LIST-SEARCH doesn’t change all that much. Line 4 showcases the extraction of a \(next\) value from \(np\) and we need to hold onto an extra value during the procedure to allow for this change.

LIST-INSERT(L, x)

1 x.np = L.head XOR NIL

2 if L.head != NIL

3      L.head.np = (L.head.np XOR NIL) XOR x

4 L.head = x

Similarly, LIST-INSERT just needs minor adjustments to account for our new storage pattern.

LIST-DELETE(L, x)

01 prev = NIL

02 y = L.head

03 while y != NIL:

04      next = y.np XOR prev

05      if y != x:

06          prev = y

07          y = next

08      else:

09          if prev != NIL:

10              prev.np = (prev.np XOR y) XOR next

11          else L.head = next

12          if next != NIL:

13              next.np = (next.np XOR y) XOR prev

14          else L.tail = prev

LIST-DELETE has a lot more going on.

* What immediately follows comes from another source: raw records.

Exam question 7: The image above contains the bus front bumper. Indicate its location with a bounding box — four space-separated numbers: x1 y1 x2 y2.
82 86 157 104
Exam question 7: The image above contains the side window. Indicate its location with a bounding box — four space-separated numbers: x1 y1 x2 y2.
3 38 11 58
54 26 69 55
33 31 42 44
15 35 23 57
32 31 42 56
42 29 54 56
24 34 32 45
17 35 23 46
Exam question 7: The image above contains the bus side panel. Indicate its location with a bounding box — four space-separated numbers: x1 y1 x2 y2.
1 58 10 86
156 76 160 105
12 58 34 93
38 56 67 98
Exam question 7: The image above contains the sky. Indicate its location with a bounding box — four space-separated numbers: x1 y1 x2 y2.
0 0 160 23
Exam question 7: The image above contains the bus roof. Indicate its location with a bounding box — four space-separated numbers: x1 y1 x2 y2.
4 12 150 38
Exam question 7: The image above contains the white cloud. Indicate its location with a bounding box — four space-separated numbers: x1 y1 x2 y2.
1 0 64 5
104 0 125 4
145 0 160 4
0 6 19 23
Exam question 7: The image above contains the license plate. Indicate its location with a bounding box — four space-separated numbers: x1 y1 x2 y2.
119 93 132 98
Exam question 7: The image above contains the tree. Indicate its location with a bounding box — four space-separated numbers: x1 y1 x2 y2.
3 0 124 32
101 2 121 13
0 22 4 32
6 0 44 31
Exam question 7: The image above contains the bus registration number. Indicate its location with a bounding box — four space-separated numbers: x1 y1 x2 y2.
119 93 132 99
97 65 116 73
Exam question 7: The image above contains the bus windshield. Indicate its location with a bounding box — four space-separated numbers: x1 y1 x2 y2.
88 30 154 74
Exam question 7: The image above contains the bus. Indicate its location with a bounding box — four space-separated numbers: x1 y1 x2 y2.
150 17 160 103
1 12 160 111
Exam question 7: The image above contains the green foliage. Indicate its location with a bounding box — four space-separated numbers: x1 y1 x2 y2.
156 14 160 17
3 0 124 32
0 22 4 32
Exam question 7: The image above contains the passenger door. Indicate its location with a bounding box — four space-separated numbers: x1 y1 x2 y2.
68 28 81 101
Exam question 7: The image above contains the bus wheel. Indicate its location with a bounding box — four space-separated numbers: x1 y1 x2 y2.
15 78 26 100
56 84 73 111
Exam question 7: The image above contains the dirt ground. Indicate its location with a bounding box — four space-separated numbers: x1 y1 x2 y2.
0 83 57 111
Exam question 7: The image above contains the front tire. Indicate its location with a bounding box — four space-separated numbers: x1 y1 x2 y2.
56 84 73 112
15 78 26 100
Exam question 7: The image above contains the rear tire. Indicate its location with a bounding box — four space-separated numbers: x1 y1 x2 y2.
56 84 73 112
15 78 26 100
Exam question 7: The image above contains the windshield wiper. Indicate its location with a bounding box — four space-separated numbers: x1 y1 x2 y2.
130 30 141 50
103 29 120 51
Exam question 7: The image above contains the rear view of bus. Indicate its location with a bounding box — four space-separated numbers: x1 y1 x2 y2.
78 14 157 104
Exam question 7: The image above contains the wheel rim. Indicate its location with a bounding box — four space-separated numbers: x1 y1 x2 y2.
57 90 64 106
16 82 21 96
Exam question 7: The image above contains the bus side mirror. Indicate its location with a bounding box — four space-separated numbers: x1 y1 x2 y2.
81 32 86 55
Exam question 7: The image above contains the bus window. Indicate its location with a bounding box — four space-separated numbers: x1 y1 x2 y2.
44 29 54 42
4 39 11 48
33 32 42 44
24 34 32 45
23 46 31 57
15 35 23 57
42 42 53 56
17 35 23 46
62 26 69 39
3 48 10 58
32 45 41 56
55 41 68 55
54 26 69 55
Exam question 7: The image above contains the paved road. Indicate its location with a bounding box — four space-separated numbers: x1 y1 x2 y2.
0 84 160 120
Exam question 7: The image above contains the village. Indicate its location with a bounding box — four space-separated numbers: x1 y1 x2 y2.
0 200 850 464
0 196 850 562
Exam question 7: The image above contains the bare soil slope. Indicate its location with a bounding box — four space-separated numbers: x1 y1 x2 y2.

We must now traverse the list so that we can decode the node’s \(np\) value properly. If the node that we are removing was either the head or the tail of the list, then we must designate a new head or tail.

LIST-REVERSE(L)

1 x = L.tail

2 L.tail = L.head

3 L.head = x

This one is nifty. Due to the nature of these unique lists, the ‘order’ of the \(prev\) and \(next\) values no longer matter since they are combined together into \(np\). This means our entire list can be reversed simply by swapping the tail and the head of the list! This operation runs in \(O(1)\) time.